1. Assassin’s Creed 2 (Xbox 360, Playstation 3) – Shameful acts result in shameful feelings.
The time I hurt someone while playing Assassin’s Creed, it was an accident. I was just trying to get used to the controls, and was running around, jumping, climbing and sneaking through crowds of people in Florence. Then, I decided to see what the x button would do and ended up punching a courtesan, who was quite literally minding her own business. My spectating wife was shocked by my action, but understood rather quickly that it was accidental. The crowd, however, simply saw a man in a cloak run up to a lady and punch her for no reason. Their reaction was an appropriate mix of shock, confusion and outrage. As I ran away, I started to realize that I wasn’t running from any physical threat, or from the immanence of video game death. Instead, I was running from my own shame and embarrassment from physically harming someone. Say what you will about a video game that allows you to punch a lady for no reason, in my book it’s pretty impressive that doing so results in a palpable sense of horrified shamefulness.

2. Left 4 Dead 2 (Xbox 360 , PC) – Being left for dead in New Orleans.
Much of Left 4 Dead 2 is an extension of the previous installment: serial zombie movie style fiction, meant to provide low-impact scares and a context for interesting multiplayer interactions. The next to last campaign, Hard Rain, provides an experience of pure anxiety, fighting your way through a downpour and hurricane force winds, hoping to make it out with your life. And yet the real surprise was the last campaign, the culmination of the game, in which it becomes clear to the characters what was clear to us in the beginning: they have truly been left to die.

As you begin to work your way through New Orleans, you realize that not only are the zombies out to get you, but the military has begun bombing the area, which is already significantly demolished. As you pass through former government checkpoints and makeshift clinics that are now devastated, one is brought face to face with the realization that they don’t care about us. Whether this feeling is objectively true or not in the L4D fiction as well as real life, it at least causes us to think about what it might be like for those who do feel that sense of abandonment.
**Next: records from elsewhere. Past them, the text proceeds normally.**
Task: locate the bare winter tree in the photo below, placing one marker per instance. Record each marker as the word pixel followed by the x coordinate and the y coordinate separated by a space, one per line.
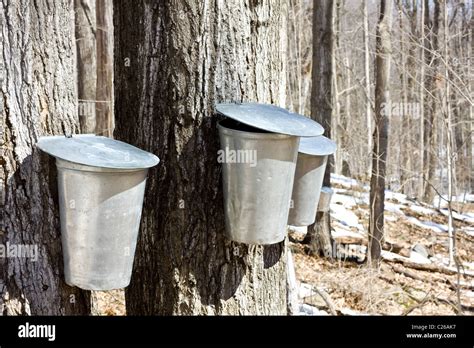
pixel 38 97
pixel 379 155
pixel 319 234
pixel 174 61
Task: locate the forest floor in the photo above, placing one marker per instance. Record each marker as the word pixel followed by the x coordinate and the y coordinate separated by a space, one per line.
pixel 415 277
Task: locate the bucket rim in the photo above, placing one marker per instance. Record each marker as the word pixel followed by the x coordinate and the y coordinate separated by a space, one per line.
pixel 68 165
pixel 317 146
pixel 271 118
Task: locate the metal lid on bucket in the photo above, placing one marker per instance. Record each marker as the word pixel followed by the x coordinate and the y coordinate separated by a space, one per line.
pixel 97 151
pixel 271 118
pixel 317 146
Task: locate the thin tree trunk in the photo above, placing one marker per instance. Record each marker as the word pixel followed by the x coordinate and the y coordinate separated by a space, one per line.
pixel 174 61
pixel 430 121
pixel 379 156
pixel 105 68
pixel 336 131
pixel 368 115
pixel 449 138
pixel 319 233
pixel 422 43
pixel 86 62
pixel 38 97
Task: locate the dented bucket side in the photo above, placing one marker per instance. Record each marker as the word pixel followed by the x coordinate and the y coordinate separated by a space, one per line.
pixel 306 189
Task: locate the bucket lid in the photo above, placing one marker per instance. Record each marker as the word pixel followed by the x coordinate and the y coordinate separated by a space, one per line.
pixel 97 151
pixel 317 146
pixel 271 118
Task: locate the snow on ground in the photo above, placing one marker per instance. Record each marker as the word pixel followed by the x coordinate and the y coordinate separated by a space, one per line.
pixel 349 216
pixel 461 217
pixel 462 198
pixel 345 216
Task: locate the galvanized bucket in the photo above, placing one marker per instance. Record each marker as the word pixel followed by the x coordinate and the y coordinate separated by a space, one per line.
pixel 311 165
pixel 101 188
pixel 257 191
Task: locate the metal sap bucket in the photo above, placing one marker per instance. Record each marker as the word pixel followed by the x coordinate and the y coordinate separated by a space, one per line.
pixel 257 195
pixel 101 188
pixel 311 165
pixel 259 146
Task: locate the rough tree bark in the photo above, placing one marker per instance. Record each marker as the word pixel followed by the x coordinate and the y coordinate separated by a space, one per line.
pixel 174 61
pixel 86 62
pixel 379 154
pixel 319 233
pixel 105 68
pixel 38 97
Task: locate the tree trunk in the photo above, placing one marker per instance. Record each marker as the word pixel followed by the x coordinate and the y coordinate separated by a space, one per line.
pixel 379 154
pixel 105 68
pixel 86 63
pixel 38 97
pixel 319 233
pixel 174 61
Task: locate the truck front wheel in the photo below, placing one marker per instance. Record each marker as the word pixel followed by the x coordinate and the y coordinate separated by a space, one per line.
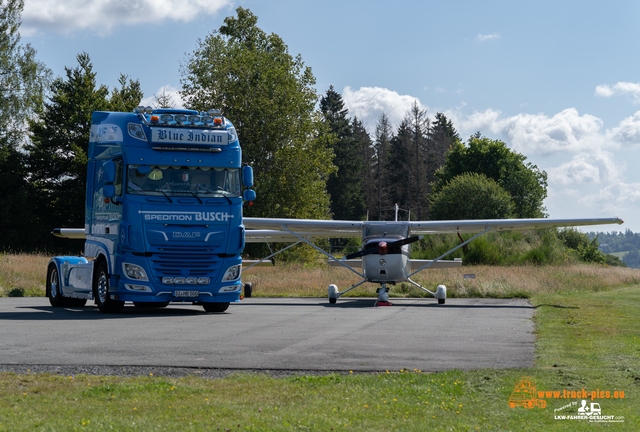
pixel 215 307
pixel 101 290
pixel 54 291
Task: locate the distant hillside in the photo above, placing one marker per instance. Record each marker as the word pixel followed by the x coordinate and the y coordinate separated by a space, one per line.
pixel 624 245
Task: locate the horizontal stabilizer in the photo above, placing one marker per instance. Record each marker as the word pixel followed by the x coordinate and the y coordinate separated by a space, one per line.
pixel 69 233
pixel 415 264
pixel 456 262
pixel 258 263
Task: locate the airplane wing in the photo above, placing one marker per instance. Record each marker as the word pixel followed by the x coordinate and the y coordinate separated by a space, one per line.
pixel 274 229
pixel 474 226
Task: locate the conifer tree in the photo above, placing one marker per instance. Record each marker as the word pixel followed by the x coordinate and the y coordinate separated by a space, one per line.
pixel 345 185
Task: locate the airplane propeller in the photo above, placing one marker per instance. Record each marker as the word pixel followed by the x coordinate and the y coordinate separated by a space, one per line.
pixel 384 248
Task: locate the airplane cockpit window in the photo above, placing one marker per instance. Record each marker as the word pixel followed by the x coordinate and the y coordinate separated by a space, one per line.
pixel 386 230
pixel 182 180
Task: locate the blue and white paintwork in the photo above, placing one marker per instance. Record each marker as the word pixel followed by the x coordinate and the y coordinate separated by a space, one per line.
pixel 188 235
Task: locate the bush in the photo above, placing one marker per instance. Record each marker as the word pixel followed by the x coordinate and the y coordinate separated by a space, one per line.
pixel 471 196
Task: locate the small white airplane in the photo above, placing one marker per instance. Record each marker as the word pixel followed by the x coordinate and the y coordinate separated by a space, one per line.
pixel 385 245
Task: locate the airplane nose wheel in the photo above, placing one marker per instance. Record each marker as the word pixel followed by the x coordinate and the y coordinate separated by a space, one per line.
pixel 383 296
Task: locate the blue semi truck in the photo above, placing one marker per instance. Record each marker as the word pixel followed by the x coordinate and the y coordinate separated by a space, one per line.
pixel 163 218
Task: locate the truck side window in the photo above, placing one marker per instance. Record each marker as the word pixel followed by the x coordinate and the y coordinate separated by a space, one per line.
pixel 118 183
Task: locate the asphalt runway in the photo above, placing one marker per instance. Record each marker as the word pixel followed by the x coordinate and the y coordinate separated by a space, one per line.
pixel 274 334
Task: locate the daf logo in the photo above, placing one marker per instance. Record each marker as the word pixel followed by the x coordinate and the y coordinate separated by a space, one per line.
pixel 186 234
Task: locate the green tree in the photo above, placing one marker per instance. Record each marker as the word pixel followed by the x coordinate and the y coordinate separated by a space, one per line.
pixel 269 96
pixel 344 186
pixel 526 184
pixel 471 196
pixel 23 82
pixel 57 156
pixel 383 136
pixel 367 175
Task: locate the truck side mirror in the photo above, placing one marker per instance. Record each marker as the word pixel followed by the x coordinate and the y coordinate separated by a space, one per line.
pixel 109 172
pixel 249 195
pixel 109 191
pixel 247 176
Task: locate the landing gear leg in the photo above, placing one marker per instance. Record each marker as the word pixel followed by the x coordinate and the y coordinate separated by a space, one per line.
pixel 383 296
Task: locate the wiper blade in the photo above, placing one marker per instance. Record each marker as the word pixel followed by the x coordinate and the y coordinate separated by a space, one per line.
pixel 198 198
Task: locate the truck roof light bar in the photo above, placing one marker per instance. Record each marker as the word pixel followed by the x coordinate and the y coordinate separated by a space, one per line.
pixel 209 150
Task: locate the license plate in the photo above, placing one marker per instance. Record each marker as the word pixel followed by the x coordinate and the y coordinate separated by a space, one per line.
pixel 186 293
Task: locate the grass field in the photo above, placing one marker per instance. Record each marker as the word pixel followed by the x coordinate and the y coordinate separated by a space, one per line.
pixel 588 338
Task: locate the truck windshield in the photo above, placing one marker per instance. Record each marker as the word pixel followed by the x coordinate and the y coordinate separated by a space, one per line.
pixel 183 180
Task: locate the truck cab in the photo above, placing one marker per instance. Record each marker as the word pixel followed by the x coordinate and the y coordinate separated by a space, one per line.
pixel 163 219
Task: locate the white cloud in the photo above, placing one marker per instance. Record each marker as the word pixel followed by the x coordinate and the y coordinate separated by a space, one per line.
pixel 614 198
pixel 598 168
pixel 566 131
pixel 627 134
pixel 101 16
pixel 168 90
pixel 620 88
pixel 368 103
pixel 483 38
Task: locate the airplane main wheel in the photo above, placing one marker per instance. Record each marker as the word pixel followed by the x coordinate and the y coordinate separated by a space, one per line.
pixel 101 290
pixel 54 292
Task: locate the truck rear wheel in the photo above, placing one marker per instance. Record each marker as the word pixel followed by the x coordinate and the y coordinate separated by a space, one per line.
pixel 101 290
pixel 54 291
pixel 215 307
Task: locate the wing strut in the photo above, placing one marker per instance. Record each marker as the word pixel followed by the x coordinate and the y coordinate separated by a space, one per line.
pixel 273 254
pixel 321 251
pixel 447 253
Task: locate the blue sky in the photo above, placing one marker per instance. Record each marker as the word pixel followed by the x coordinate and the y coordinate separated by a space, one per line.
pixel 557 81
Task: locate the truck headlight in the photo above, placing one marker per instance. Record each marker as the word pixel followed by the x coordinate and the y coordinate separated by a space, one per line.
pixel 133 271
pixel 232 273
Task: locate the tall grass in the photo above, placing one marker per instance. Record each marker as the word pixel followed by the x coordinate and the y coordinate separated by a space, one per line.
pixel 23 274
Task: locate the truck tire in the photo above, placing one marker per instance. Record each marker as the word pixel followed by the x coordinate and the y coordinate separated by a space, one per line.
pixel 215 307
pixel 54 291
pixel 101 290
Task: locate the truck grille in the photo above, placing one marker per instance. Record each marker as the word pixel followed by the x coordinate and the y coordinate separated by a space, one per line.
pixel 180 263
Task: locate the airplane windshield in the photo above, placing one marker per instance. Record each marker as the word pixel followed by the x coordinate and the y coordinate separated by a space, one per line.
pixel 166 180
pixel 386 229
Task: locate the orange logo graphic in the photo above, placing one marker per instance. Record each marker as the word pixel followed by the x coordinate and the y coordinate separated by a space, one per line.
pixel 525 395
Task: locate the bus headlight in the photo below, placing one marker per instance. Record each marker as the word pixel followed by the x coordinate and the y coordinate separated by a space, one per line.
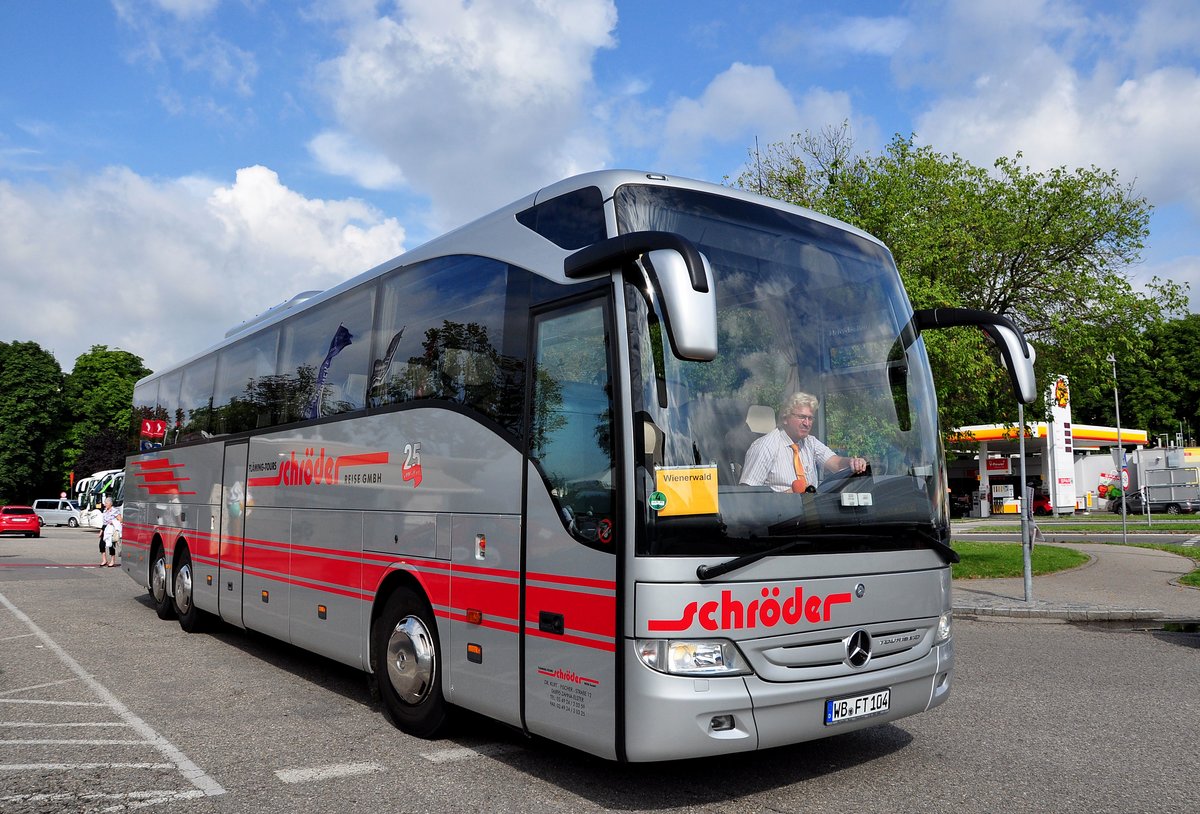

The most obvious real life comparison is to those stranded in New Orleans during the entirely real Hurricane Katrina debacle, when real people found themselves stranded and, as far as they could tell, truly left behind.

3. Lucidity (Xbox Live Arcade, PC) – A little girl’s emotional health is at stake
Lucidity fell under the radar, mostly because the passive play style didn’t appeal to most gamers. The entire game consist of little more than placing planks, springs, fans, and bombs in particular locations so as to provide a way for a little girl. As the difficulty of the game ramps up, the emotional struggle ramps up for the lead character. For me, the defining moment was shortly after we discover that her grandmother has died, and the levels become manifestations of her darker emotional struggles. Beyond simply making it through the level, I felt a desire to protect this character, not just from video-game baddies, but from an emotional abyss.

4. Flower (Playstation 3) – Wanting to take a walk.
In Flower, you are the wind, and you direct the motion of a flower. It is, to say the least, a unique proposition for a video game. There are a myriad of ways this game could have gone horribly wrong. Nonetheless, Flower plays just as it should: a tilt of the controller seamlessly guides the flower through a green field. The experience can’t be described in any way that does it justice except to say that it is truly beautiful, not only because of the superior graphics and art design, but because of the reaction it coaxes out of us. When was the last time a video game intentionally made you feel a strong desire to turn it off and go take a walk outside? The first time I completed a level and did just that, I knew it was special.

5. Spider (iPhone) – Stumbling over meaning
iPhone games aren’t known for their meaning. Instead, they’re known for their addictive qualities, their ease of play, and their purely skill-based, high-score chasing nature. They are not, normally, artful. If it weren’t for the release of Spider, I would still be turning my nose up at iPhone gaming. I had read that Spider was a fun, mysterious trip through an abandoned mansion, but what I really loved was just how the game used the inherent qualities of the format so brilliantly. It assumes a casual sort of gamer, and it allows that gamer to play as such by taking on the persona of a Spider. A spider doesn’t care about what anything in an abandoned house means. He is merely looking for the best places to spin webs and the best ways to trap bugs. And yet, as we pass by more and more obvious evidence of something gone wrong in the mansion, the game reminds us not only of the humanity of the previous occupants, but of our own humanity as well. It challenges us to think and act as a person, even in the context of a casual game – the type of game we tend to play on auto-pilot. We are not merely insects, but thinking, imagining beings with the ability to ask “What is the meaning of this?”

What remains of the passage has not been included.